« C’est un cap! Que dis-je c’est un cap, c’est une péninsule! » Les vers les plus célèbres de la pièce d’Edmond Rostand ont résonné plus de 20 000 fois dans les théâtres de France et de Navarre pour en faire l’œuvre de théâtre en français la plus jouée. Un mythe dont Alexis Michalik s’est inspiré pour créer « Edmond », pièce relatant la création de Cyrano sous la houlette d’un Rostand tout feu tout flamme.
Habitué des personnages hauts en couleurs depuis son album « Le travailleur de la nuit » relatant la vie tumultueuse d’Alexandre Marius Jacob, Léonard Chemineau a donc relevé le défi d’adapter la pièce aux 5 Molières accouchant d’un album éponyme renversant.
Le pitch
France, 1897. Deux ans après l’échec de sa pièce de théâtre « La Princesse Lointaine » avec pourtant Sarah Bernhardt en tête d’affiche, Edmond Rostand a perdu l’inspiration. C’est pourtant cette même Sarah qui déboule chez lui comme un chien dans un jeu de quille annoncer à son poète chéri qu’elle lui a décroché un rendez-vous avec LE comédien en vogue : Constant Coquelin.
Alors qu’il végète depuis bientôt deux ans, le metteur en scène trouve, en à peine deux heures, le personnage idéal à sa nouvelle création, à la fois superbe dans la défaite, merveilleux dans l’échec et fin bretteur: Savinien Cyrano de Bergerac, l’écrivain du XVIIe siècle.

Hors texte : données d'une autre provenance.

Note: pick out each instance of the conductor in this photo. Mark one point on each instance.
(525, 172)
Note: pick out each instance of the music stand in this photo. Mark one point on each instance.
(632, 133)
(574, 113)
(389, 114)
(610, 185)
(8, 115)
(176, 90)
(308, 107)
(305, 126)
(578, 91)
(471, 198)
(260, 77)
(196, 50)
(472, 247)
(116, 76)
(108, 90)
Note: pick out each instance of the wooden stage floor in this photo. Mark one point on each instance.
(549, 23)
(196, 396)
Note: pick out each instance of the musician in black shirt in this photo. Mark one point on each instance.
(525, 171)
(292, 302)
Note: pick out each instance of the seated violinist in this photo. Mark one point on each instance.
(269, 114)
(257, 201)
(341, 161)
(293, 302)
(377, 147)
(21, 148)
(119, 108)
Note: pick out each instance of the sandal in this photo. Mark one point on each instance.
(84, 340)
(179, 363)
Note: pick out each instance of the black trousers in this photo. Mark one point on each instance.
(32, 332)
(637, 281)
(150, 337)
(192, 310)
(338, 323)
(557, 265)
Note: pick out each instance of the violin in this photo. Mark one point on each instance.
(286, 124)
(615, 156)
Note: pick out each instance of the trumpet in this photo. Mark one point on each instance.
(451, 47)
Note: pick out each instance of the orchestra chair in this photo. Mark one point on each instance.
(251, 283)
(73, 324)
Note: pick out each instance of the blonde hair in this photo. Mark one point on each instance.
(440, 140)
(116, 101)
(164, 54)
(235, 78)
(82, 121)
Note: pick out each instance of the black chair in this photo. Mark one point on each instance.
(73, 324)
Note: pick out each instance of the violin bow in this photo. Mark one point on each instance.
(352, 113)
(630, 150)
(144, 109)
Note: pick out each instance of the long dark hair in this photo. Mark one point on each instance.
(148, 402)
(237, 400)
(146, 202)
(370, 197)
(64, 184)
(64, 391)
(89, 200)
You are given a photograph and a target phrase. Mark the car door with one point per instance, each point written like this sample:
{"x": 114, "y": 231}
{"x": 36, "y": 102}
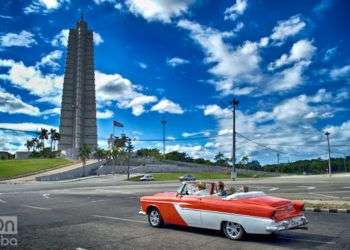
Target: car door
{"x": 189, "y": 210}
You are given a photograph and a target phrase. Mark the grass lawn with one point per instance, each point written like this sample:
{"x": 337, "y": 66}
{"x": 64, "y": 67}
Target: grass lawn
{"x": 199, "y": 176}
{"x": 16, "y": 168}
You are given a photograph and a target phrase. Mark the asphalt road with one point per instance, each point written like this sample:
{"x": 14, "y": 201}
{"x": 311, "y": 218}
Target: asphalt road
{"x": 101, "y": 213}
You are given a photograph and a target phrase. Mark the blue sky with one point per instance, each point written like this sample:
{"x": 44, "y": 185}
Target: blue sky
{"x": 287, "y": 62}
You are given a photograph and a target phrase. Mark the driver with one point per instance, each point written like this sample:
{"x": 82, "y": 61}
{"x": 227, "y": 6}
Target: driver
{"x": 202, "y": 190}
{"x": 221, "y": 189}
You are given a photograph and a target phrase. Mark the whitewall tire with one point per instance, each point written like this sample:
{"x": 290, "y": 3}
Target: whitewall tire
{"x": 233, "y": 231}
{"x": 154, "y": 218}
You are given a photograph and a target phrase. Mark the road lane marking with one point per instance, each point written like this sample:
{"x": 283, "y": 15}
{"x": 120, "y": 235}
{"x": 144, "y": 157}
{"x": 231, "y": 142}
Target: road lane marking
{"x": 46, "y": 196}
{"x": 314, "y": 241}
{"x": 307, "y": 187}
{"x": 117, "y": 218}
{"x": 96, "y": 201}
{"x": 35, "y": 207}
{"x": 327, "y": 196}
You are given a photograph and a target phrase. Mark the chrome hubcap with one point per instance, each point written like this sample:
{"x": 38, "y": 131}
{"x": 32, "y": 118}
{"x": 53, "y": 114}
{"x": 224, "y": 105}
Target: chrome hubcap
{"x": 233, "y": 229}
{"x": 154, "y": 218}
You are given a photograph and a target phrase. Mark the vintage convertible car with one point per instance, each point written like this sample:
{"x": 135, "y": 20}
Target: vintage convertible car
{"x": 235, "y": 215}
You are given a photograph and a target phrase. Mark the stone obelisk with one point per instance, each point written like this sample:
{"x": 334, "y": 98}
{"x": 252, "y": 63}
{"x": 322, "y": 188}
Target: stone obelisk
{"x": 78, "y": 109}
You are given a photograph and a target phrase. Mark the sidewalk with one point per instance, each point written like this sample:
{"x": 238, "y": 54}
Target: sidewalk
{"x": 31, "y": 178}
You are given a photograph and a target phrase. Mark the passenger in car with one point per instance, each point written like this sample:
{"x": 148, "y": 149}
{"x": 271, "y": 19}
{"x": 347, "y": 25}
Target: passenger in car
{"x": 221, "y": 189}
{"x": 202, "y": 190}
{"x": 244, "y": 189}
{"x": 231, "y": 190}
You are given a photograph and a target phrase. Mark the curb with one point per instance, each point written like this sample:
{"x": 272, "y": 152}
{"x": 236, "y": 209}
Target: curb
{"x": 327, "y": 210}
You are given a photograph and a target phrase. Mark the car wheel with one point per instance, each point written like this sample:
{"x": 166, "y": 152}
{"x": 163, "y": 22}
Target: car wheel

Séduit par le projet, Coquelin marche. Tout comme Léonidas Volny, intime d’Edmond. Plutôt bel homme, ce dernier s’est entiché de Jeanne, une habilleuse. Mais pour gagner son coeur, Léo n’y est pas. Plutôt adroit lorsqu’il s’agit de manier le verbe, Edmond se propose alors d’écrire des lettres enflammées à Jeanne en se faisant passer pour son ami.
Mais ce jeu de passe passe prend rapidement une autre dimension. En écrivant à Jeanne en lieu et place de Léo, Edmond se rend rapidement compte qu’il a trouvé sa muse, celle lui permettant de donner corps à sa pièce.
Le dramaturge accouche très rapidement de deux actes lui permettant au passage de maintenir son entreprise à flots tout en gardant à distance les investisseurs soutenant la pièce.
Le stratagème porte donc ses fruits maintenu à bouts de bras par un Edmond vibrionnant, quitte à mettre en péril son propre couple. Sans compter la date de la première qui, elle, ne peut en aucun cas être déplacée…
Ce que l'on peut en dire
Les adaptations littéraires en bande dessinée pullulent mais jusqu’ici, je n’avais pas eu l’occasion de lire beaucoup de pièces de théâtre transposées en cases et phylactères. Et disons le tout de go, le travail de Léonard Chemineau a au moins autant de panache que son personnage principal.
Les dialogues sont bien entendus soignés, respectueux des œuvres aussi bien de Michalik que de Rostand et plongent immédiatement la lectrice / le lecteur dans le vif du sujet.
Cela se double d’une mise en abyme qui fonctionne très bien, la mise en scène de Chemineau flirtant par moments avec le vaudeville. La farandole de personnages qui vont et viennent confèrent au livre un côté trépidant pouvant rappeler aussi bien la frénésie créatrice de Rostand que la tension gagnant tous les acteurs une heure avant la représentation.
Le tout est bien sur rehaussé du travail en couleurs directes de Chemineau dont la représentation du Paris de la Belle Epoque est tout à fait convainquant. Un petit dossier explicatif sur le théâtre de la fin du XIXe n’aurait pas été de trop tant cet ouvrage m’a charmé.
Un album qui frappe d’estoc et de taille, verbalement et graphiquement!